When Canada became independent at Confederation in 1867, Canadians retained the rights they had at the time as British subjects. These included three “absolute rights”: the right to personal liberty, the right to private property and the right to self-defence, up to and including the right to kill an attacker or burglar.

William Blackstone, Britain’s famous constitutional expert, argued the right to self-defence included the right to kill even an agent of the king found on one’s property after dark, uninvited. He also traced the right to armed self-defence back to the time of King Canute (995–1035) when subjects could be fined for failing to keep weapons for their own protection.

January 22, 2011

Russian drama: Defense Minister disses AK-47

Filed under: Europe, Military, Russia, Technology — Tags: — Nicholas @ 11:06

The Russian Defense Minister just stirred up a controversy that could only be equalled here if the Prime Minister called hockey a pansy frou-frou game:

Apparently, Russia’s Defense Minister, Anatoly Serdyukov, opined publically that the Kalashnikov and Dragunov SVDs sniper rifles, are “morally outdated.” To add insult to injury, he intimated that he’s considering replacing the weapons with something else.

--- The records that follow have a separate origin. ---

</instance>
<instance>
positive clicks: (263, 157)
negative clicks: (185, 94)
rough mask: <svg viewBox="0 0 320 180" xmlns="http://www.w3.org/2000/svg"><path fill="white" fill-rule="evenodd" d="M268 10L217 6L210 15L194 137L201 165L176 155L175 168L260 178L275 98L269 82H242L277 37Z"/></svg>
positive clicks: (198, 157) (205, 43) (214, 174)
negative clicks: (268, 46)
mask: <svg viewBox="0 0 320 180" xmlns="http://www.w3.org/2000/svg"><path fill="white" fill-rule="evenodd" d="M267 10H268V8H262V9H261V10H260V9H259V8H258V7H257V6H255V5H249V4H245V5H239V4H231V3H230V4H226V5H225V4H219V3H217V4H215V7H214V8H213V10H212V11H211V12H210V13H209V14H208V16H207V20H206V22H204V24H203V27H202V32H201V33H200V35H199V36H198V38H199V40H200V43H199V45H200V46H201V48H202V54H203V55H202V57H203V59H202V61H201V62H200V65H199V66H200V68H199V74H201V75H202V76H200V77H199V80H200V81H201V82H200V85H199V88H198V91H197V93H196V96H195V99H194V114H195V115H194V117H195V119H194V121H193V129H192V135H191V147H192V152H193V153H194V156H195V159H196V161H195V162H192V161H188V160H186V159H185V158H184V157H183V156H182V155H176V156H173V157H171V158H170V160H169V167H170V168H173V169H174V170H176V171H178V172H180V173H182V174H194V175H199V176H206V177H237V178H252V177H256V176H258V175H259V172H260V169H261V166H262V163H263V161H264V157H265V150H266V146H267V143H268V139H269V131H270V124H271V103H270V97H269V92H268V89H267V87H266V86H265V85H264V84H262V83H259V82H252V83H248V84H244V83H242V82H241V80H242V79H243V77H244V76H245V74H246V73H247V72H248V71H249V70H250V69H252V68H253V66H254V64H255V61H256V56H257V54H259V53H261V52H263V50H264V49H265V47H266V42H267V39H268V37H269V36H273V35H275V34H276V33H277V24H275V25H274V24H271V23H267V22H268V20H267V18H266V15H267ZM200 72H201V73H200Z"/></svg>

Let’s just say this didn’t play well in the Russian equivalent of the Borscht Belt. In fact, “firestorm of controversy” would be a pretty accurate depiction of the ensuing fireworks.

Evidently, Russians are a prideful people. And they take a lot of pride in Kalishnikov’s Greatest Hit of 1947. The AK-47 has withstood the test of time, doing exactly what it’s designer set out for it to do — function as a rugged, all-purpose weapon that was cheap to build, easy to use, and would run even if you filled it full of mud. Accuracy was not really high on the list of objectives, but I understand from people that know far more about the AKs than I, that they are far more accurate than most people believe.

[. . .]

So for Mother Russia, their very own Defense Minister dissin’ the AK would be like Jeff Cooper bitch-slappin’ the 1911, and throwin’ in a little trash talk against John Moses Browning, to boot. But the times they are a-changin,’ and I’m not so sure Anatolovich doesn’t have a valid pointsky.

The venerable 1911 and AK-47 bear more than a passing comparison. They are both well-established, respected designs. They are both manufactured by multiple armories. And they both have several features that are seen in a modern context as design flaws at worst, and in desperate need of an update, at best.

I’ve posted on the reputation of the AK-47 before.